It was a tomb. It smelled of must and damp. The furniture, ponderous pieces which once no doubt had been regal, was uniformly dilapidated and dusty. The walls were peeling, showing broken, discolored laths beneath. There was dirt and debris everywhere. It was inconceivable that a human being could once have inhabited this grubby den.

The girl stumbled about, her eyes a blank horror, Dr. Reinach steering her calmly. How long the tour of inspection lasted Ellery did not know; even to him, a stranger, the effect was so oppressive as to be almost unendurable. They wandered about, silent, stepping over trash from room to room, impelled by something stronger than themselves.

Once Alice said in a strangled voice: “Uncle Herbert, didn’t anyone... take care of father? Didn’t anyone ever clean up this horrible place?”

The fat man shrugged. “Your father had notions in his old age, my dear. There wasn’t much anyone could do with him. Perhaps we had better not go into that.”

The sour stench filled their nostrils. They blundered on, Thorne in the rear, watchful as an old cobra. His eyes never left Dr. Reinach’s face.

On the middle floor they came upon a bedroom in which, according to the fat man, Sylvester Mayhew had died. The bed was unmade; indeed, the impress of the dead man’s body on the mattress and tumbled sheets could still be discerned. It was a bare and mean room, not as filthy as the others, but infinitely more depressing. Alice began to cough.

She coughed and coughed, hopelessly, standing still in the center of the room and staring at the dirty bed in which she had been born. Then suddenly she stopped coughing and ran over to a lopsided bureau with one foot missing.

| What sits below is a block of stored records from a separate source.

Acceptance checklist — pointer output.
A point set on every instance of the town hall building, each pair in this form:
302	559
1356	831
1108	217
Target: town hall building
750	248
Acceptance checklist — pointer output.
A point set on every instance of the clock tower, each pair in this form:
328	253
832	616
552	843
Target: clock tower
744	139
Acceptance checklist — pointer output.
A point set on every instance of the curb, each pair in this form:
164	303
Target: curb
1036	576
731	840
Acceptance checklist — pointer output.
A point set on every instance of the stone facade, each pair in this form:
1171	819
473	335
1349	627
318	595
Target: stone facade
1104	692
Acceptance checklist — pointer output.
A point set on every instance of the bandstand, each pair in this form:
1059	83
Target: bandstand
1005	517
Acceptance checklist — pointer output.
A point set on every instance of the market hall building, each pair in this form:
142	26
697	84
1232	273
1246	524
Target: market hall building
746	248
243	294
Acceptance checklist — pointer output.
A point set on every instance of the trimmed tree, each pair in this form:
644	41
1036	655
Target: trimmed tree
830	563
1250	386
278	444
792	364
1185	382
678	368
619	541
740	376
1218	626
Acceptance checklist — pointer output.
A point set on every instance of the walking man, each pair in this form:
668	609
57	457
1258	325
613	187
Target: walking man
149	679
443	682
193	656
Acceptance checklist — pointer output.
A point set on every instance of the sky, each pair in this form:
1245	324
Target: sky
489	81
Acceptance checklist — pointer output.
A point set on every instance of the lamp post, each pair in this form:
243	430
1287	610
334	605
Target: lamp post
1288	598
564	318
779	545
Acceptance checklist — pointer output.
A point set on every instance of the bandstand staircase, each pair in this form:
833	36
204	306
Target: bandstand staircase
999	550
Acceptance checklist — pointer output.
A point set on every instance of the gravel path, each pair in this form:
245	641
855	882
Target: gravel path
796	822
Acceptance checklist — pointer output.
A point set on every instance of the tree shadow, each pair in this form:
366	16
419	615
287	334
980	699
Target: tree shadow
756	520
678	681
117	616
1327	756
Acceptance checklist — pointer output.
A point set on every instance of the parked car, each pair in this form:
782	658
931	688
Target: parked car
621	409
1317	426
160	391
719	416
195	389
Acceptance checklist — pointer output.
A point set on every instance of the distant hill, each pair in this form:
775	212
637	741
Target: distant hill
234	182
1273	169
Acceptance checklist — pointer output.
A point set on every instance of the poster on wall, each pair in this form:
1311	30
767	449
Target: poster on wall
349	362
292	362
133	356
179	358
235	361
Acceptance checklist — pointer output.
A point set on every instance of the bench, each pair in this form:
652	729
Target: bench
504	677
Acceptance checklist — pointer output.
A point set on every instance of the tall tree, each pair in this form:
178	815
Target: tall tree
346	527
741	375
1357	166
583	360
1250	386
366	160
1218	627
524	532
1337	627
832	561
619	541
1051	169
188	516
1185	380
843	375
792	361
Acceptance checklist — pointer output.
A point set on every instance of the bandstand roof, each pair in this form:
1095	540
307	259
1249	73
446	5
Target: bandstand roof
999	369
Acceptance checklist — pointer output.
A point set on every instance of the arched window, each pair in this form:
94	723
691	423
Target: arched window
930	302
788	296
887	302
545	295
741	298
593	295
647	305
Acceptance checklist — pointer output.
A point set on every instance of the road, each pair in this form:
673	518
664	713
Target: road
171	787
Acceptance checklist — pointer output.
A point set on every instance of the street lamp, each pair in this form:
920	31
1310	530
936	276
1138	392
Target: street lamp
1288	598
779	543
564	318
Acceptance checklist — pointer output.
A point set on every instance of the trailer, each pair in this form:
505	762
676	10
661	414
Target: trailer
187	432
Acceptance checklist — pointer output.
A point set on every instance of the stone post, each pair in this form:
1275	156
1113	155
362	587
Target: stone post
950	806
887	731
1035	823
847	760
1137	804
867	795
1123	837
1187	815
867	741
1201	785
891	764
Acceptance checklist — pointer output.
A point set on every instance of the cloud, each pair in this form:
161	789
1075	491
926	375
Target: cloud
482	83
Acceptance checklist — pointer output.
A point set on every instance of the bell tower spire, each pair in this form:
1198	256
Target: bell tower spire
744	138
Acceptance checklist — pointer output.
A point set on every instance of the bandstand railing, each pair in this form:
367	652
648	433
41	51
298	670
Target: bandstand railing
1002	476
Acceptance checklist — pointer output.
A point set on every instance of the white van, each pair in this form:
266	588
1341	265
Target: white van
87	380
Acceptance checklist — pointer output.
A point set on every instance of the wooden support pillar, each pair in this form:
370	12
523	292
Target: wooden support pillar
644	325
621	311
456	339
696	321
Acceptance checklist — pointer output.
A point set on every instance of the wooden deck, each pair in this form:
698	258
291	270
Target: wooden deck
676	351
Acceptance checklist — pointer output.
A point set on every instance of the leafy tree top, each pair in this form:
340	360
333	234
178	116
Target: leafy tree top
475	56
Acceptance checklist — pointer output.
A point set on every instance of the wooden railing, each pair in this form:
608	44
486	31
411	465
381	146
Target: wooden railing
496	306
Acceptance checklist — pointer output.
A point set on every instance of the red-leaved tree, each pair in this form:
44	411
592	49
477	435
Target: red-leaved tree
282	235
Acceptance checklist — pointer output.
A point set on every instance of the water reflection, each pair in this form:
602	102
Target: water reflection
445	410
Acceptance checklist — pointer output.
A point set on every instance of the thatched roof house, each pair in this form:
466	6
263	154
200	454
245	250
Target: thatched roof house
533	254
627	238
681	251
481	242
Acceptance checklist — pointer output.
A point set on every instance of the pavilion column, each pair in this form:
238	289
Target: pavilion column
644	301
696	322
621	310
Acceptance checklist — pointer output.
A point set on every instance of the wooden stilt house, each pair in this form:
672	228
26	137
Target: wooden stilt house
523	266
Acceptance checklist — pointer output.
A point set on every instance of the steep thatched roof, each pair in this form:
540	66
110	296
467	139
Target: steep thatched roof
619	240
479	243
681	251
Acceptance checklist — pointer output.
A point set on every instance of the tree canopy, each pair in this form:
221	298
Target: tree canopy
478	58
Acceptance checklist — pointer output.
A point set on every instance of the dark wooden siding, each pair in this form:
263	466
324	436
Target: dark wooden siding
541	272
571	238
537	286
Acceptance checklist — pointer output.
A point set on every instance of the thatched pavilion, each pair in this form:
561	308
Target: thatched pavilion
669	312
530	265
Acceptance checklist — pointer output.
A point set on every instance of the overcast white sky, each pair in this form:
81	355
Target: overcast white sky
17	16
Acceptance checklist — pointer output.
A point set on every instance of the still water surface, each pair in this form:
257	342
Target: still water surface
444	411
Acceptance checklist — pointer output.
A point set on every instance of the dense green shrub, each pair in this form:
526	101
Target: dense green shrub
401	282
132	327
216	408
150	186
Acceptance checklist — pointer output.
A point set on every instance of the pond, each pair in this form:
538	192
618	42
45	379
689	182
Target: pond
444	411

A large, faded chromo was propped on its top against the yellowed wall. She looked at it for a long time without touching it. Then she took it down.

“It’s mother,” she said slowly. “It’s really mother. I’m glad now I came. He did love her, after all. He’s kept it all these years.”

“Yes, Miss Mayhew,” muttered Thorne. “I thought you’d like to have it.” “I’ve only one portrait of mother, and that’s a poor one. This — why, she was beautiful, wasn’t she?”

She held the chromo up proudly, almost laughing in her hysteria. The time-dulled colors revealed a stately young woman with hair worn high. The features were piquant and regular. There was little resemblance between Alice and the woman in the picture.